A “ping program,” in case you're wondering, is a program that sends ICMP control packets over to another machine anywhere on the Internet. This action is called “pinging” the remote system, rather like the sonar in a ship “pings” for submarines or schools of fish. The control packets aren't passed up to the application layer, but tell the TCP/IP library at the remote end to send back a reply. The reply lets the pinger calculate how quickly data can pass between the two systems.

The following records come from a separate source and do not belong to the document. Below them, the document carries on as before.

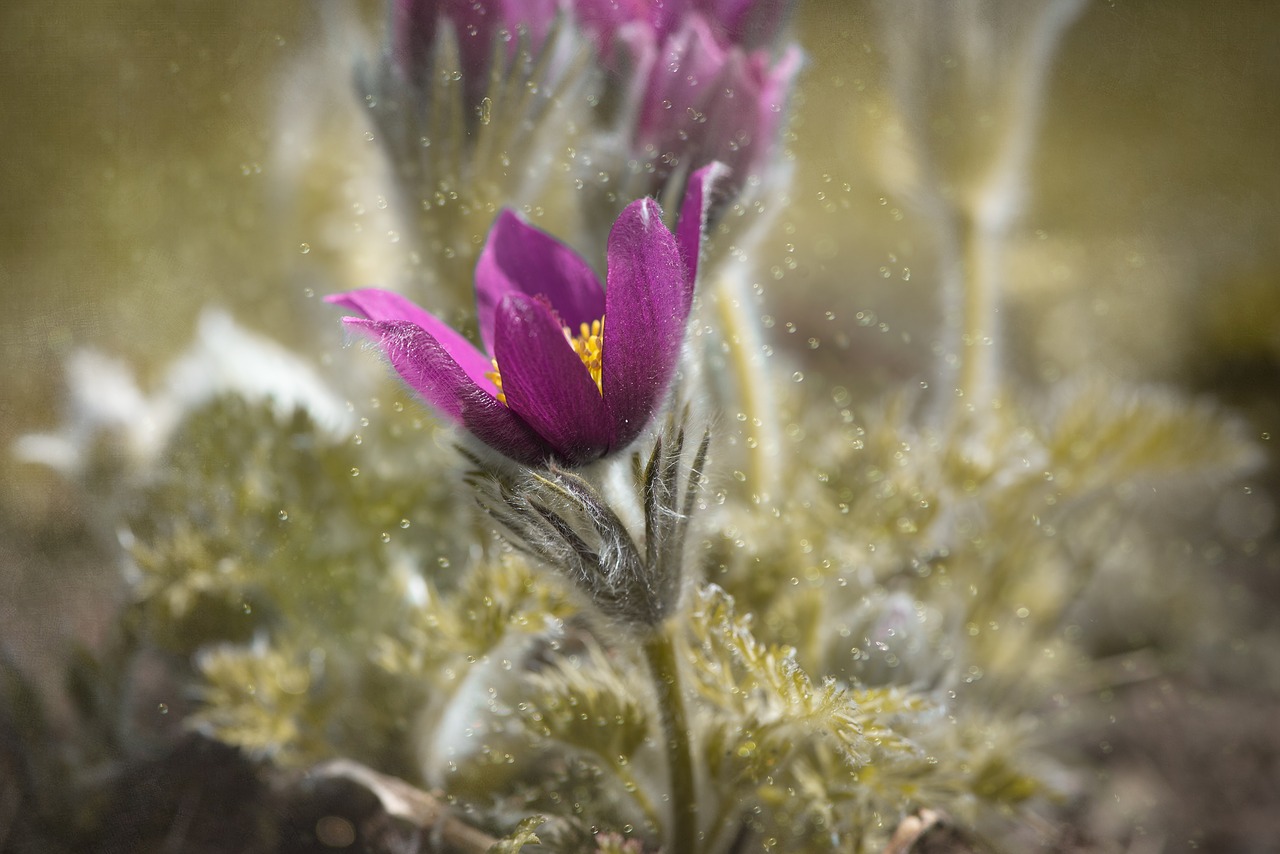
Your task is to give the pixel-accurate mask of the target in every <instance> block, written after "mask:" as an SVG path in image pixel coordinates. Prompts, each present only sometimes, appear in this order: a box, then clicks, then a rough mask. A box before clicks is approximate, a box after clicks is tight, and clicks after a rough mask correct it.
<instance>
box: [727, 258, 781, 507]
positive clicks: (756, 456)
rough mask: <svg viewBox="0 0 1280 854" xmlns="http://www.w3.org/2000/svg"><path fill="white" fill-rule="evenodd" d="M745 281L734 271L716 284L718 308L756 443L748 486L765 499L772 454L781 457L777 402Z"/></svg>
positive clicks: (751, 453)
mask: <svg viewBox="0 0 1280 854" xmlns="http://www.w3.org/2000/svg"><path fill="white" fill-rule="evenodd" d="M742 283H744V280H742V278H741V277H739V275H735V274H733V273H732V271H731V273H728V274H726V275H722V277H721V280H719V282H718V283H717V286H718V287H717V294H716V309H717V311H718V314H719V321H721V328H722V329H723V330H724V333H723V334H724V338H726V339H727V341H728V344H730V369H731V370H732V373H733V385H735V388H733V392H735V393H736V394H737V401H736V402H737V405H739V406H740V407H741V408H740V411H741V412H742V414H744V415H745V416H746V429H748V430H749V431H751V433H753V434H754V435H751V437H750V438H753V439H754V442H746V465H745V466H744V469H745V474H746V487H748V490H749V493H750V494H753V495H759V497H760V498H765V497H768V495H769V493H771V492H773V485H774V484H776V481H777V472H776V471H774V463H773V461H772V460H771V456H772V455H774V453H777V448H778V440H777V421H776V412H777V401H776V399H774V398H773V393H772V385H771V384H769V379H771V378H768V376H765V374H764V371H763V369H762V365H760V357H762V353H763V352H764V346H763V339H762V335H760V321H759V318H753V316H751V315H750V314H749V311H748V303H750V302H751V297H750V296H749V294H748V292H746V288H745V287H742Z"/></svg>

The most-used methods in the API for the client end of a socket are:
public class Socket extends Object {
public Socket();
public Socket(String,int) throws UnknownHostException,
java.io.IOException;
public Socket(InetAddress,int) throws java.io.IOException;
public java.nio.channels.SocketChannel getChannel();
public InputStream getInputStream() throws IOException;
public OutputStream getOutputStream()
throws IOException;
public synchronized void setSoTimeout(int) throws SocketException;
public synchronized void close() throws IOException;
public boolean isConnected();
public boolean isBound();
public boolean isClosed();
public boolean isInputShutdown();
public boolean isOutputShutdown();
public boolean shutdownOutput() throws IOException;
public boolean shutdownInput() throws IOException;
public static void setSocketImplFactory(
SocketImplFactory fac);
}
The constructor with no arguments creates an unconnected socket which you can later bind() to a host and port you specify. After binding, you will connect() it. It's easier just to do all this by specifying these arguments in the constructor, if you know them at that point.
The setSoTimeout(int ms) will set a timeout on the socket of ms milliseconds. When this is a non-zero amount, a read call on the input stream will block for only this amount of time. Then it will break out of it by throwing a java.net.SocketTimeoutException, but leaving the socket still valid for further use.
The setSocketImplFactory() method is a hook for those sites that want to provide their own implementation of sockets, usually to deal with firewall or proxy issues. If this is done, it will be done on a site-wide basis, and individual programmers won't have to worry about it.
The socket API has one or two dozen other get/set methods for TCP socket options. Most of the time you don't need these and can ignore them.